Clinical and Genomic-Based Decision Support System to Define the Optimal Timing of Allogeneic Hematopoietic Stem-Cell Transplantation in Patients With Myelodysplastic Syndromes

This study aims to optimize the timing of allogeneic hematopoietic stem-cell transplantation (HSCT) for patients with myelodysplastic syndromes (MDS) using the Molecular International Prognostic Scoring System (IPSS-M), which includes clinical and genomic information. Analyzing a retrospective cohort of 7,118 patients, the study finds that low to moderate-low risk patients benefit from delayed HSCT, while high-risk patients benefit from immediate HSCT. The IPSS-M based strategy significantly changes transplantation timing decisions compared to conventional methods, improving life expectancy. This supports the clinical relevance of incorporating genomic data into HSCT timing decisions for personalized treatment.

Personalized Timing for Allogeneic Stem-Cell Transplantation in Hematologic Neoplasms: A Target Trial Emulation Approach Using Multistate Modeling and Microsimulation

This study develops a framework to optimize the timing of allogeneic hematopoietic stem-cell transplantation (HSCT) for patients with hematologic neoplasms using real-world data. By leveraging multistate modeling and microsimulation on a cohort of 7,118 patients with myelodysplastic syndromes, the analysis identifies optimal timing for HSCT based on individual patient profiles. The methodology provides insights and evidence for clinical decision-making, addressing complex scenarios where randomized trials are not feasible.

Protecting Multiple Sensitive Attributes in Synthetic Micro-data

This paper explores the use of synthetic data as a privacy-preserving measure in data analysis, emphasizing the need to protect sensitive attributes while maintaining data utility. It investigates enhancements to the DataSynthesizer model, using Bayesian Networks to generate synthetic data that safeguards multiple sensitive attributes against inference attacks. The study contributes to the field by analyzing the impact of these techniques on data utility, presented at the 2023 IEEE International Conference on Big Data.

Federated learning for causal inference using deep generative disentangled models

In the context of decentralized and privacy-constrained healthcare data settings, we introduce an innovative approach to estimate individual treatment effects (ITE) via federated learning. Emphasizing the critical importance of data privacy in healthcare, especially when drawing on data from various global hospitals, we address challenges arising from data scarcity and specific treatment assignment criteria influenced by the availability of the medication of interest. Our methodology uses federated learning applied to neural network-based generative causal inference models to bridge the gap between decentralized and centralized ITE estimation on a benchmark dataset.

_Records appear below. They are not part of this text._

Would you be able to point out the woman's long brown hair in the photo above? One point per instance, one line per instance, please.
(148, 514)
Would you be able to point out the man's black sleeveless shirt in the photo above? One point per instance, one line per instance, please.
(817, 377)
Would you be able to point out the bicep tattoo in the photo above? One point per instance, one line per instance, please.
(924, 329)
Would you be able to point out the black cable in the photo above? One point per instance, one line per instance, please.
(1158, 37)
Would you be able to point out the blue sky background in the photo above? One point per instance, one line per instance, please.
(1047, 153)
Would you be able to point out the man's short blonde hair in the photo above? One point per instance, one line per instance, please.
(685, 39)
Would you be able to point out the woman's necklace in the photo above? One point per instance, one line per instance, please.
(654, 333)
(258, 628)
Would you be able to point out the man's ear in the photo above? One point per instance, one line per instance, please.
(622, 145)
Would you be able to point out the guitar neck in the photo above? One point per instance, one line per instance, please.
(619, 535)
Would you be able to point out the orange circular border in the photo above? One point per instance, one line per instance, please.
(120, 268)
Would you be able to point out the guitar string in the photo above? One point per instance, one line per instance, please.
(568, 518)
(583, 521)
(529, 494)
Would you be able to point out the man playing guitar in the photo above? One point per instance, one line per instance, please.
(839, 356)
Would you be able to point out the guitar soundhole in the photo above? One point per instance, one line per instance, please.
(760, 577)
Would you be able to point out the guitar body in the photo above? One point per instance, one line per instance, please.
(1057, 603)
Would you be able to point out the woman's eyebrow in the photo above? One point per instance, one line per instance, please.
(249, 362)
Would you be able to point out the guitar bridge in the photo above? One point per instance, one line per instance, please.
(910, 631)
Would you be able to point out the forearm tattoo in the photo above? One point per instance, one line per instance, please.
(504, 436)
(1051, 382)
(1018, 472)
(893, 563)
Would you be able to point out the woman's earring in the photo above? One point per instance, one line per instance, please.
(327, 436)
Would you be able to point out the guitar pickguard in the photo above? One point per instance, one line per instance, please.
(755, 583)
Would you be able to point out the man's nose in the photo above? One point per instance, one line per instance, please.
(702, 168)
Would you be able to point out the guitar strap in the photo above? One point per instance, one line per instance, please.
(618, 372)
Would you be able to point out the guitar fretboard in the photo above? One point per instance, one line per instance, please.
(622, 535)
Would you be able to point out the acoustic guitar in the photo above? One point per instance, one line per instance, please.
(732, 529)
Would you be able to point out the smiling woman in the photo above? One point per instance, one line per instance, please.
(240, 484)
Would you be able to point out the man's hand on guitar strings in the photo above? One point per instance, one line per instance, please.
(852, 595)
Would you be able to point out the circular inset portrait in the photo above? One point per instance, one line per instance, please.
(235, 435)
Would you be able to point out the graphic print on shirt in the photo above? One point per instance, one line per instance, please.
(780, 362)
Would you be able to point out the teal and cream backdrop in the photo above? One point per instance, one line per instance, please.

Sickle cell disease landscape and challenges in the EU: the ERN-EuroBloodNet perspective

Sickle cell disease is a hereditary multiorgan disease that is considered rare in the EU. In 2017, the Rare Diseases Plan was implemented within the EU and 24 European Reference Networks (ERNs) were created, including the ERN on Rare Haematological Diseases (ERN-EuroBloodNet), dedicated to rare haematological diseases. The role of the ERN-EuroBloodNet is to improve the overall approach to and the management of individuals with sickle cell disease in the EU through specific on the pooling of expertise, knowledge, and best practices; the development of training and education programmes; the strategy for systematic gathering and standardisation of clinical data; and its reuse in clinical research.

Synthetic Data Generation by Artificial Intelligence to Accelerate Research and Precision Medicine in Hematology

Synthetic data are artificial data generated without including any real patient information by an algorithm trained to learn the characteristics of a real source data set and became widely used to accelerate research in life sciences. In this work researchers apply generative artificial intelligence to build synthetic data in different hematologic neoplasms; develop a synthetic validation framework to assess data fidelity and privacy preservability; and test the capability of synthetic data to accelerate clinical/translational research in hematology.